If the ceasefire holds and this latest conflict is inserted into history books as an addendum to 2008’s Operation Cast Lead, then the Hamas government in Gaza has benefitted in three important ways. First, this latest conflict has helped them regain the mantle of purveyor of armed struggle against Israel; a designation that was slowly becoming blurred in the day-to-day practicalities of governing Gaza. Second, Hamas will be able to leverage this new credibility in the West Bank, snatching legitimacy away from an increasingly listless and irrelevant Fatah. (Though this a moot point at present given the marked absence of any serious peace talks, the centre of gravity for the Palestinian cause is shifting from Fatah to Hamas.)
And finally, Hamas has benefitted from the open display of Egyptian solidarity, and the subsequent Egypt-brokered ceasefire. Both point to the fact that Hamas is no longer as diplomatically isolated as it was in 2008. This will undoubtedly give Hamas an additional popularity boost in both Gaza and the West Bank.
There is even a fourth benefit if the vaguely worded clause in the ceasefire calling for ‘opening the crossings and facilitating the movement of people’ translates into an easing of the Gaza blockade on either the Egyptian or Israeli side.
Any list of positives for Hamas means a corresponding list of negatives for Israel, which again seems to have been pulled into this conflict against the dictates of a sound regional strategy.
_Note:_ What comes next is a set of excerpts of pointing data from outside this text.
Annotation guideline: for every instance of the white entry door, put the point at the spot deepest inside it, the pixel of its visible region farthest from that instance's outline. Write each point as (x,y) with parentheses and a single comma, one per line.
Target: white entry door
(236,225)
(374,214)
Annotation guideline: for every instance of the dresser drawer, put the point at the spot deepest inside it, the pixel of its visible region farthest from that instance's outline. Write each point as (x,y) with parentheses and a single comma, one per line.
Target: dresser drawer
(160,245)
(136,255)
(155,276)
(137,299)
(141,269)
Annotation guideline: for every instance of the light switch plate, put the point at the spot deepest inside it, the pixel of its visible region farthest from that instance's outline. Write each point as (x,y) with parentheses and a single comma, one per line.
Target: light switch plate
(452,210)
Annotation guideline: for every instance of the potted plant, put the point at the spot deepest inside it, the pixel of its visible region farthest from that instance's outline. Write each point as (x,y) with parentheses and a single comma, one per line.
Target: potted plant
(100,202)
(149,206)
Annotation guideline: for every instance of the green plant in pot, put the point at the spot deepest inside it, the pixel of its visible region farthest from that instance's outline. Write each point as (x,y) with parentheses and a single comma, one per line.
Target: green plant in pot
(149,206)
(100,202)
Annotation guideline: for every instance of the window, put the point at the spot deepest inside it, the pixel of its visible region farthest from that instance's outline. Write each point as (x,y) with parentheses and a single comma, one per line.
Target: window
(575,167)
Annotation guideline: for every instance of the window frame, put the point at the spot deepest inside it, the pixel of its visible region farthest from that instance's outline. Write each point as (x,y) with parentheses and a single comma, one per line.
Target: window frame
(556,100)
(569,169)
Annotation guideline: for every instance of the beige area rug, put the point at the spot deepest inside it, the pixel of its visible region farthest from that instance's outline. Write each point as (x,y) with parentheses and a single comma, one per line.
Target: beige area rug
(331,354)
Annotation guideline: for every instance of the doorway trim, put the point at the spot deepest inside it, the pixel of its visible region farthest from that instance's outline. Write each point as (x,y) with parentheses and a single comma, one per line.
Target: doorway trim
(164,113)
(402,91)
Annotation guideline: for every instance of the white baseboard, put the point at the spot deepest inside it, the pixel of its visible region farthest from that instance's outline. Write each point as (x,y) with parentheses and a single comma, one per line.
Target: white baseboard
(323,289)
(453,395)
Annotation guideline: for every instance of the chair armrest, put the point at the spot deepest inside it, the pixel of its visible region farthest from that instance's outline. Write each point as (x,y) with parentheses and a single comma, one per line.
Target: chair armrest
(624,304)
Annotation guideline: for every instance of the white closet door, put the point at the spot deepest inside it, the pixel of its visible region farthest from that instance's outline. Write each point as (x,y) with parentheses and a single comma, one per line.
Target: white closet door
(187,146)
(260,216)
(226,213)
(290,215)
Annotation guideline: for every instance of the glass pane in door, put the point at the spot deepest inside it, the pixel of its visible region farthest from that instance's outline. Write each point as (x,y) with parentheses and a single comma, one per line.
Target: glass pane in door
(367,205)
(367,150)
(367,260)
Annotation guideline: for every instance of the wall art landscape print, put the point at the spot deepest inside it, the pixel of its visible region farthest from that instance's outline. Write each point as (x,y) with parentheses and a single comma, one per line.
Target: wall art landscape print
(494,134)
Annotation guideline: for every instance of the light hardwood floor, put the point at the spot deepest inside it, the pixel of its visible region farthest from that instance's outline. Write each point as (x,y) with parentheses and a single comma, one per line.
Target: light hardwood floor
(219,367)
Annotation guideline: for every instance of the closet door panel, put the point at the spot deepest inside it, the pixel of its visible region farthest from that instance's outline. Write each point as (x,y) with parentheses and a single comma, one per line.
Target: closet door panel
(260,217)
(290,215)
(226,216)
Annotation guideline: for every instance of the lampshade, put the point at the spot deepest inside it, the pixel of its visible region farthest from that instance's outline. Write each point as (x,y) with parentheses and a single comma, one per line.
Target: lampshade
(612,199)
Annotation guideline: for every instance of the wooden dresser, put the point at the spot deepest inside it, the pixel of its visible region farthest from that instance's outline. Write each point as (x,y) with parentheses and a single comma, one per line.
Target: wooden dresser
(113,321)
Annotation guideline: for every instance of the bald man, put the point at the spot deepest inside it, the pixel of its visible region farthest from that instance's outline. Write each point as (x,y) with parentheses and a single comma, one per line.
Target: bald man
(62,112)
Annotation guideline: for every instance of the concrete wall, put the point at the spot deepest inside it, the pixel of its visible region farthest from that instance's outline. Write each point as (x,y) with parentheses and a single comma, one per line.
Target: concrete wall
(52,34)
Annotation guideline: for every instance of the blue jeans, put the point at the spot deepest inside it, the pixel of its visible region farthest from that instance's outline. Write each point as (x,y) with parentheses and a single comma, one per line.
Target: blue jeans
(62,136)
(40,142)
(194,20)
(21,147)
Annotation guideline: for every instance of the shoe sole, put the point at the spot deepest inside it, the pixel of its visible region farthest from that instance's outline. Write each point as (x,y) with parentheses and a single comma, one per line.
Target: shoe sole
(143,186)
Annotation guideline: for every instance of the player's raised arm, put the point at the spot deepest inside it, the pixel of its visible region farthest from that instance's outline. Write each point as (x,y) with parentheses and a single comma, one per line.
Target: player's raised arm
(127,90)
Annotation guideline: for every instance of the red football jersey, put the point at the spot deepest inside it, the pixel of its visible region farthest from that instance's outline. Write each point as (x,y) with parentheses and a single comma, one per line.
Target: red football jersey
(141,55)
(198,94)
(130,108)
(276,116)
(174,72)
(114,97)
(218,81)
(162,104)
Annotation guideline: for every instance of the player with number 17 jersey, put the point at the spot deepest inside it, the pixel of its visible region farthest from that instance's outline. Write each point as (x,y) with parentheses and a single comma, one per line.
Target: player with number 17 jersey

This is not to say that there weren’t impressive military feats on the Israeli side. For one, there was the large amount of bombs that were dropped and the relatively low collateral damage that they caused. There was also the impressive performance turned in by the Iron Dome missile shield, which shot down 90% of the incoming rockets that it tracked (at a total cost of $25-30 million for the interceptors).
Yet beyond the military dimension, which itself is intrinsically asymmetric, there is a lingering question that will likely haunt Israeli governments to come: Why was another air campaign required just four years after a total invasion of Gaza? And if militants in Gaza will inevitably stockpile rockets and fire them into southern Israel regardless of the consequences, will these punitive military strikes be diplomatically tenable if they’re stretched out into the future, especially given the unfinished redrafting of the map of the Middle East? These questions will doubtlessly stir up a robust debate in Israeli society leading up to general elections in January of next year, and at the time of writing, Prime Minister Netanyahu still maintains his solid lead in the polls.
But perhaps the biggest lesson of all to take from this latest conflict is that Egypt has snatched back some of its old diplomatic relevance. For the first time in decades, there’s a major player in the Middle East that can influence parties on both sides of the Israel-Palestinian conflict. This may well come to be a game-changer in the conflicts to come.